Accade sovente che molti genitori, per svariati motivi, vogliano diseredare i figli, o meglio, escluderli dall’eredità. A volte si vuole tutelare il patrimonio familiare, per timore che quel determinato figlio possa dilapidare le fortune accumulate da generazioni; altre volte si vuole privilegiare un figlio, per particolari meriti, rispetto a un altro; altre volte ancora può accadere che si voglia persino privilegiare un terzo estraneo, come una nuova compagna. Non è raro, purtroppo, che ci si trovi dinanzi a un genitore contrario alle inclinazioni sessuali del figlio e che, per tale motivo, voglia ad esempio diseredare il figlio perché omosessuale.
Attenzione: il D.D.L. Zan, denominato “Misure di prevenzione e contrasto della discriminazione e della violenza per motivi fondati sul sesso, sul genere, sull’orientamento sessuale sull’identità di genere e sulla disabilità” non prevede alcuna forma di tutela per il caso di diseredazione del figlio in quanto omosessuale.
Sono le norme successorie quelle che assicurano al figlio estromesso dall’eredità la tutela dei suoi diritti. Vediamo alcuni casi pratici.
Può accadere che un genitore scriva appositamente un testamento in cui esclude il figlio dall’eredità. Il caso tipico è quello di un genitore che nel proprio testamento, scriva “nomino erede universale mia moglie” oppure “nomino eredi universali i miei figli Tizio e Caio”, escludendo il figlio Sempronio. Di fatto, la nomina a erede universale, già esclude dall’eredità, secondo le intenzioni del de cuius, altri possibili eredi previsti per legge.
E’ valido un testamento di questo tipo? La risposta è Sì.
Il testamento con il quale un genitore escluda un figlio perché omosessuale, è perfettamente valido. Occorre un atto di impulso da parte del figlio escluso dall’eredità, al fine di rivendicare i suoi diritti previsti per legge. Nel primo caso citato, quello in cui il de cuius decida di nominare erede universale la moglie, ad esempio, il figlio escluso avrebbe diritto a ben 1/3 del patrimonio ereditario. Per rivendicare tale quota ereditaria, tuttavia, serve innanzitutto la proposizione di una cosiddetta azione di riduzione. Con tale azione infatti è possibile chiedere la “riduzione” delle disposizioni lesive, ai sensi dell’art. 536 c.c., fino a recuperare la propria c.d. quota di riserva o quota indisponibile.
Tale azione deve inoltre essere proposta in tempi brevi, soggiacendo alla prescrizione decennale.
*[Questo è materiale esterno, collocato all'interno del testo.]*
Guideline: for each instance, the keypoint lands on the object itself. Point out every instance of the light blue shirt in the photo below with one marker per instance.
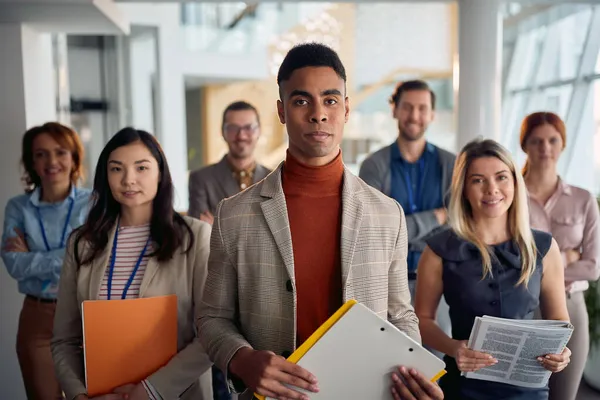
(37, 271)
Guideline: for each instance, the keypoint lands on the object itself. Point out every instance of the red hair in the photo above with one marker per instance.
(536, 120)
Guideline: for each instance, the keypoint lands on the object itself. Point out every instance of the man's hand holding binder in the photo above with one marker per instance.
(413, 385)
(265, 373)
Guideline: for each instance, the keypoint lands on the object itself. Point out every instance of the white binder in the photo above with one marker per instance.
(354, 353)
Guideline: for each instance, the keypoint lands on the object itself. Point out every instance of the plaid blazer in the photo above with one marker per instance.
(250, 299)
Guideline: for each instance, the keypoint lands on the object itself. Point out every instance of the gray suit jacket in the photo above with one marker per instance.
(211, 184)
(375, 170)
(250, 296)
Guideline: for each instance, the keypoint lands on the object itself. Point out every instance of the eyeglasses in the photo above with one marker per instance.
(233, 130)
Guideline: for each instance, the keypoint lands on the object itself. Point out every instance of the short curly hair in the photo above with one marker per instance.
(66, 137)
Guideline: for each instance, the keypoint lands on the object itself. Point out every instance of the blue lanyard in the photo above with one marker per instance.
(413, 200)
(113, 258)
(65, 227)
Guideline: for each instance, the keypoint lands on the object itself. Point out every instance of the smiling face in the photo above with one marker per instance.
(241, 132)
(314, 108)
(133, 175)
(52, 162)
(414, 113)
(544, 146)
(489, 188)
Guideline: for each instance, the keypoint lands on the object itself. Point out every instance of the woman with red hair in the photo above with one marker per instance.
(570, 214)
(36, 227)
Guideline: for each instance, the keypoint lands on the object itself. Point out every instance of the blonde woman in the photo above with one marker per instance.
(570, 214)
(489, 263)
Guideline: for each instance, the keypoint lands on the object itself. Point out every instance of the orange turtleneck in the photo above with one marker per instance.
(314, 204)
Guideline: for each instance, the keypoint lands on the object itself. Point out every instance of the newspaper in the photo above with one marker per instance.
(517, 344)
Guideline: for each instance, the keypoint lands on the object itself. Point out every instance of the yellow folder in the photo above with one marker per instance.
(355, 345)
(125, 341)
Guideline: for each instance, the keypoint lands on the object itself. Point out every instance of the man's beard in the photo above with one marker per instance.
(411, 137)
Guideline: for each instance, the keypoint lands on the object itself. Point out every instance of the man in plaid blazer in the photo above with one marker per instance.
(257, 280)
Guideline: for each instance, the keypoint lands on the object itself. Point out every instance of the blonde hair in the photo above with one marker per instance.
(461, 215)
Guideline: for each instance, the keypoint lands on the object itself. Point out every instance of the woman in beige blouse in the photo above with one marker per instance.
(134, 245)
(570, 214)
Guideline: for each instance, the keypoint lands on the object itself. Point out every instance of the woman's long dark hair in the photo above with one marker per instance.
(167, 227)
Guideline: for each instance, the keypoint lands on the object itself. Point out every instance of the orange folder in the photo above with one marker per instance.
(125, 341)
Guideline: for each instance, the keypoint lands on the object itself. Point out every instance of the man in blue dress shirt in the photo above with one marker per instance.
(416, 173)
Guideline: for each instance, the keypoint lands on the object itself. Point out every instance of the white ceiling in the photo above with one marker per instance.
(69, 16)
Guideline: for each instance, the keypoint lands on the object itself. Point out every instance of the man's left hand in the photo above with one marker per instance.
(133, 392)
(412, 385)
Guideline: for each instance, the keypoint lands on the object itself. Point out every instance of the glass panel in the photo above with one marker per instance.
(562, 53)
(573, 31)
(527, 52)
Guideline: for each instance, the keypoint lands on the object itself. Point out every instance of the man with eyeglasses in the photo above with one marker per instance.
(237, 170)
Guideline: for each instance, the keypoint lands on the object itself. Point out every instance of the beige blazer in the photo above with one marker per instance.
(211, 184)
(188, 374)
(250, 297)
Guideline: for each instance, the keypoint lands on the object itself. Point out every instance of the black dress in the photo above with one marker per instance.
(470, 296)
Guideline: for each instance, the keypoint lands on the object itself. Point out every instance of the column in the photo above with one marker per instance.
(28, 98)
(480, 70)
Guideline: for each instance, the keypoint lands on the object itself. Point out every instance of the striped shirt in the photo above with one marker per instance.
(130, 243)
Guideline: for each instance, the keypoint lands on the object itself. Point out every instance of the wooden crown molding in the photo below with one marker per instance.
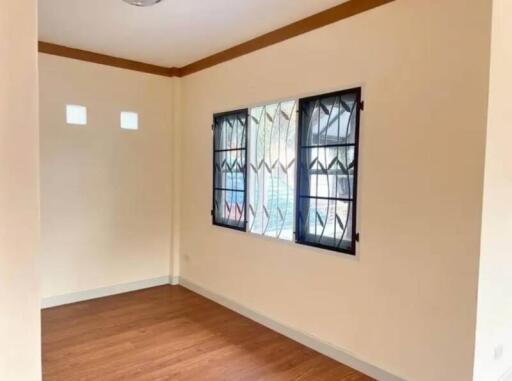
(329, 16)
(84, 55)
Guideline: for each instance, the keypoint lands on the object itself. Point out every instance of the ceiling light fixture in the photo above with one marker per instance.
(142, 3)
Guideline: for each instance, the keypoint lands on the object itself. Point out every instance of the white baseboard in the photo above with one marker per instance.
(175, 280)
(59, 300)
(318, 345)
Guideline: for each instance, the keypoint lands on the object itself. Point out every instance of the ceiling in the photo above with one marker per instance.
(171, 33)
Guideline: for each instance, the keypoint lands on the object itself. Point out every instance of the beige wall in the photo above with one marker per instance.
(20, 355)
(495, 288)
(407, 303)
(105, 192)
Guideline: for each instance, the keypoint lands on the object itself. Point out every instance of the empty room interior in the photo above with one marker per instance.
(256, 190)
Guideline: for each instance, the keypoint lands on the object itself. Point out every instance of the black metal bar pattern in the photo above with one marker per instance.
(272, 160)
(327, 170)
(230, 169)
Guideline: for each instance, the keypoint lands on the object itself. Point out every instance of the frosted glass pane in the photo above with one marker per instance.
(272, 148)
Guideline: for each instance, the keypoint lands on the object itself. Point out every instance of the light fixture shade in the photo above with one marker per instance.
(142, 3)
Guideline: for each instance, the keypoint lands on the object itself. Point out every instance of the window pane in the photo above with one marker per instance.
(230, 132)
(229, 169)
(329, 120)
(326, 222)
(229, 208)
(272, 152)
(328, 170)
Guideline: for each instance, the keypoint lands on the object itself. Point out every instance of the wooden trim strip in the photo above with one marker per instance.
(84, 55)
(329, 16)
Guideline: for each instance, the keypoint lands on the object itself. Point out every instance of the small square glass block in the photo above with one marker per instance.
(76, 115)
(129, 120)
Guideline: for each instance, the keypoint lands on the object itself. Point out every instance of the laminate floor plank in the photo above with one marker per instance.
(170, 333)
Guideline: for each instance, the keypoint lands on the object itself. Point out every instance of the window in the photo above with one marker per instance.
(271, 171)
(129, 120)
(327, 171)
(288, 170)
(76, 115)
(229, 167)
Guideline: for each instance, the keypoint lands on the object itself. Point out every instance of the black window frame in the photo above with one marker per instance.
(299, 238)
(222, 222)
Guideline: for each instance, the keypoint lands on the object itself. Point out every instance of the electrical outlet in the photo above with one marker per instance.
(498, 352)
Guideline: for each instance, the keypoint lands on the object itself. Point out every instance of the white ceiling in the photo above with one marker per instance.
(172, 33)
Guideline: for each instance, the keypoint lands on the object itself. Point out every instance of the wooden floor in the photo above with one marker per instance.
(170, 333)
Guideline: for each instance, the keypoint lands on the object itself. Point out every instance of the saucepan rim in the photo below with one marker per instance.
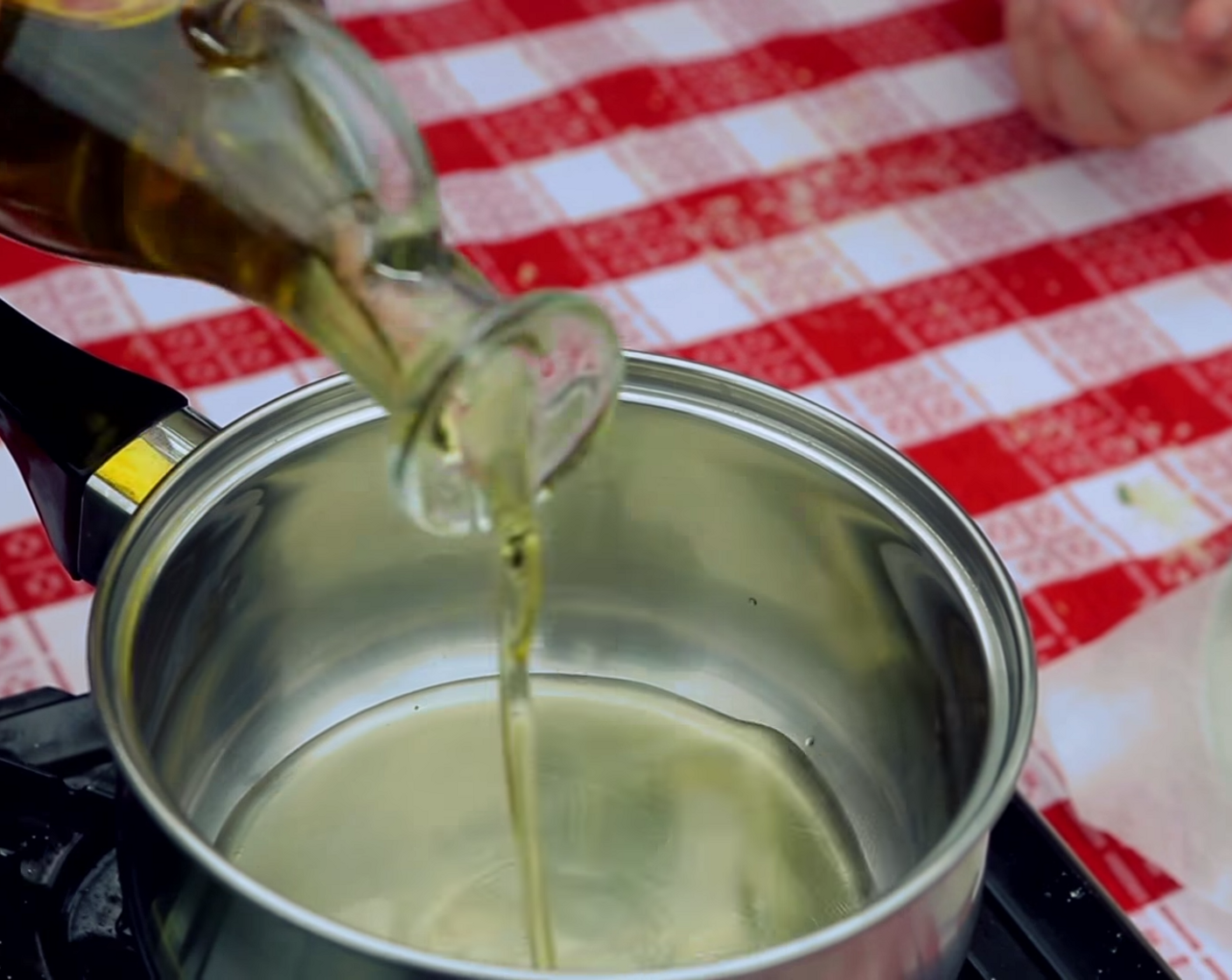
(334, 404)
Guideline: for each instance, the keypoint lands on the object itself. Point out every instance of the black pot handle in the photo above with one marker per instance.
(63, 415)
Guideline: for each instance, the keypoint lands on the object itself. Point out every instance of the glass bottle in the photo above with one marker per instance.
(251, 144)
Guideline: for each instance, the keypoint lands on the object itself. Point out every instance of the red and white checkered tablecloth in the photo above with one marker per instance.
(838, 196)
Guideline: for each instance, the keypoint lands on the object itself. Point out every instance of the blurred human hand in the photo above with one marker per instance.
(1093, 78)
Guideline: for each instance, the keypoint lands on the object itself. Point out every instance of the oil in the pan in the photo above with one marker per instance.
(670, 835)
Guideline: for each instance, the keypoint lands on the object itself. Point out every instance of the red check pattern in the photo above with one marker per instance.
(842, 198)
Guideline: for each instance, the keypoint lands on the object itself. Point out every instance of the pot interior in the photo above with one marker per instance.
(742, 550)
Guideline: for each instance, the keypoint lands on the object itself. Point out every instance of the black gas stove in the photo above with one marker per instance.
(62, 907)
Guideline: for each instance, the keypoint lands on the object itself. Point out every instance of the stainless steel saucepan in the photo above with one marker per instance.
(259, 584)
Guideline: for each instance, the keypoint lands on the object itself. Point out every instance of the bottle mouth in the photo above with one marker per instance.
(515, 409)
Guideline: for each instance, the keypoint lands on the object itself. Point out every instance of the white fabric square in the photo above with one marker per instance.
(775, 136)
(1193, 314)
(81, 304)
(24, 666)
(857, 11)
(495, 74)
(676, 31)
(164, 301)
(1066, 198)
(886, 249)
(1144, 508)
(64, 629)
(954, 91)
(630, 322)
(909, 402)
(586, 50)
(1159, 174)
(226, 403)
(588, 184)
(17, 508)
(494, 205)
(823, 396)
(426, 88)
(690, 301)
(975, 223)
(1009, 374)
(788, 274)
(865, 111)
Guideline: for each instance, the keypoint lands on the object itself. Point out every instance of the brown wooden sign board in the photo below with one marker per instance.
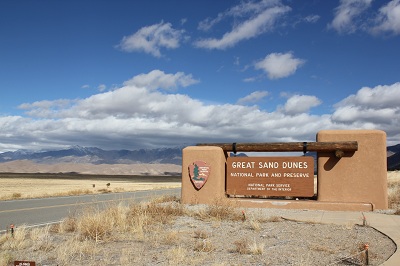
(270, 176)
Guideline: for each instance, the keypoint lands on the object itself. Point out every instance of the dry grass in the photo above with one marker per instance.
(221, 209)
(147, 234)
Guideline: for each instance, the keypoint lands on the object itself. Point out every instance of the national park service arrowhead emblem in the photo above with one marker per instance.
(199, 172)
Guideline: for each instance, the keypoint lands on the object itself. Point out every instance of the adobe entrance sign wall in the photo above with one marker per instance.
(351, 173)
(270, 176)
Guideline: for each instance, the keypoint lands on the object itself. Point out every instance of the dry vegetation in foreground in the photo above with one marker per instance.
(165, 232)
(18, 186)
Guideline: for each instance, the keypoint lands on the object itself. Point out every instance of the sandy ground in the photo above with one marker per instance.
(42, 185)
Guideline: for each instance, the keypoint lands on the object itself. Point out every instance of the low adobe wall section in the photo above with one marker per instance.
(355, 182)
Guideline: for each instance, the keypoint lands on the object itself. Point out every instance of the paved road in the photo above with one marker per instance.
(49, 210)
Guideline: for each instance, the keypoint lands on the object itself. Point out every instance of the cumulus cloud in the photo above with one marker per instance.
(312, 18)
(157, 79)
(376, 105)
(298, 104)
(347, 15)
(133, 116)
(278, 65)
(259, 17)
(151, 39)
(253, 97)
(388, 19)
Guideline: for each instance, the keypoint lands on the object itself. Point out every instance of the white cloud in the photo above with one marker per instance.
(379, 105)
(260, 18)
(132, 117)
(347, 14)
(312, 18)
(102, 87)
(278, 65)
(151, 39)
(388, 19)
(298, 104)
(253, 97)
(157, 79)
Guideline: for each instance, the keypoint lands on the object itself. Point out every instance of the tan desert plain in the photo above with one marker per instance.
(25, 179)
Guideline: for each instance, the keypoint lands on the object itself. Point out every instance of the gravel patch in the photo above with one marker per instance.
(257, 237)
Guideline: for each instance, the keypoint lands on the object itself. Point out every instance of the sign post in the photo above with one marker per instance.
(270, 176)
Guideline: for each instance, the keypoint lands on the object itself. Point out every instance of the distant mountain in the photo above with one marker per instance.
(393, 157)
(78, 154)
(92, 155)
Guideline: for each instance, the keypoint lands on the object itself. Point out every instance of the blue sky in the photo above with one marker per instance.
(145, 74)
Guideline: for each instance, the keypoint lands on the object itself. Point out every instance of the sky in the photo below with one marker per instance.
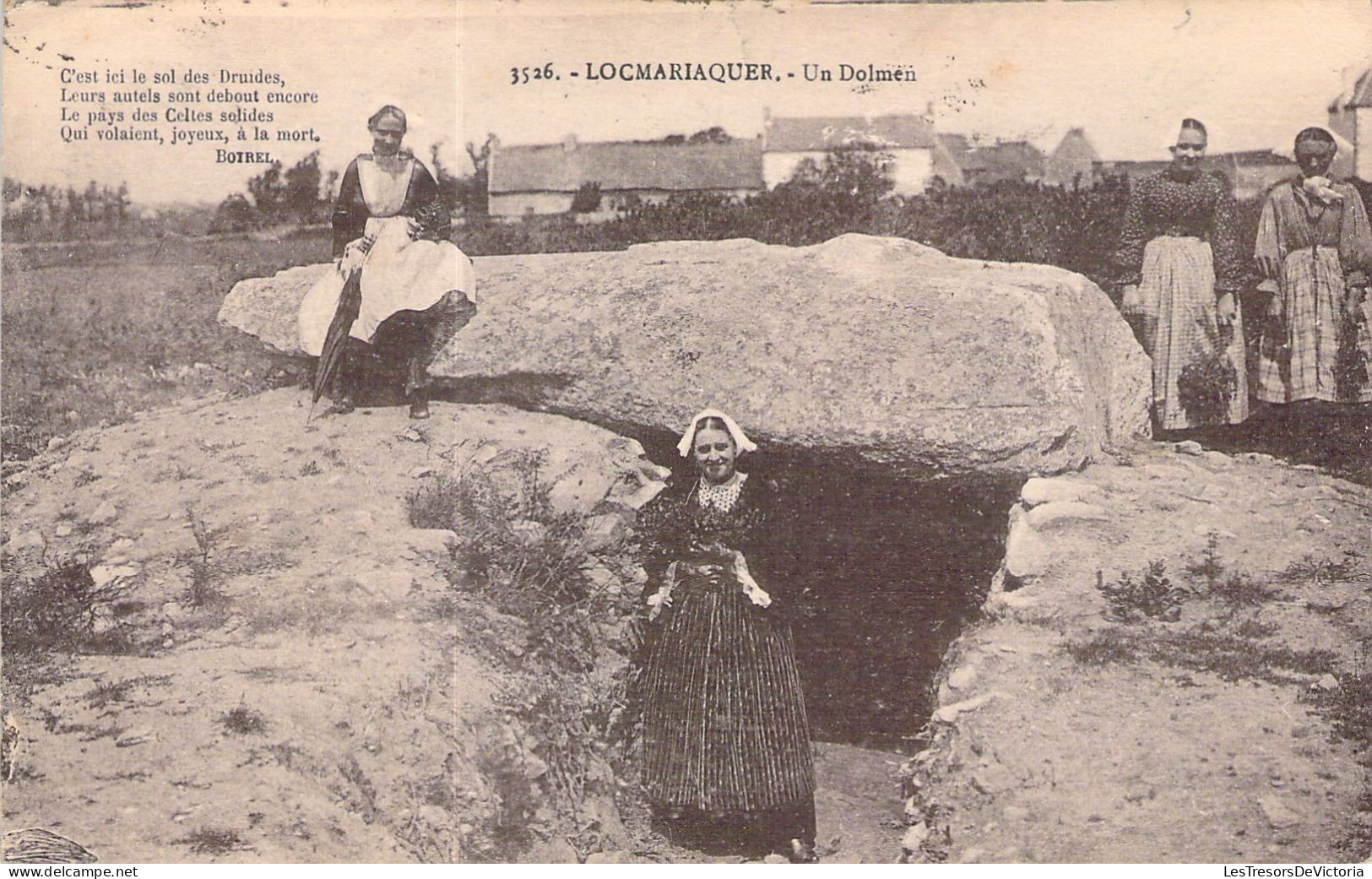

Vi è poi il fenomeno, molto frequente, in cui la diseredazione del figlio avviene quando ancora il genitore è in vita. Spesso accade che il genitore stipuli delle finte vendite in favore di altri eredi oppure a favore di un terzo soggetto estraneo al novero dei soggetti chiamati per legge all’eredità. Dietro a queste finte vendite spesso si celano delle donazioni fatte appositamente per estromettere dall’eredità uno o più figli.
Sono validi i trasferimenti effettuati in vita dal genitore per diseredare il figlio? La risposta è Sì. Anche in tal caso, il figlio estromesso dall’eredità del genitore dovrà agire in giudizio per far accertare da un Giudice che quelle vendite realizzate in vita dal de cuius in realtà celano delle donazioni che ledono i suoi diritti di erede legittimario.
Ai sensi dell’art. 536 c.c., infatti, il figlio rientra fra “le persone a favore delle quali la legge riserva una quota di eredità o altri diritti nella successione”. Tali persone sono: il coniuge, i figli, appunto, e gli ascendenti.
Come abbiamo visto, è possibile chiedere ed ottenere tutela dei propri diritti. Non può esservi discriminazione di un figlio per le sue inclinazioni sessuali e non esiste alcuna norma che permetta di diseredare il figlio perché omosessuale. Onde evitare che la situazione venga ulteriormente pregiudicata dal passare del tempo, occorre agire quanto prima.
Grazie a una riforma del 2005, inoltre, è possibile esperire azioni di tutela nei riguardi di tali trasferimenti immediatamente, senza aspettare l’apertura della successione (L n. 80/2005).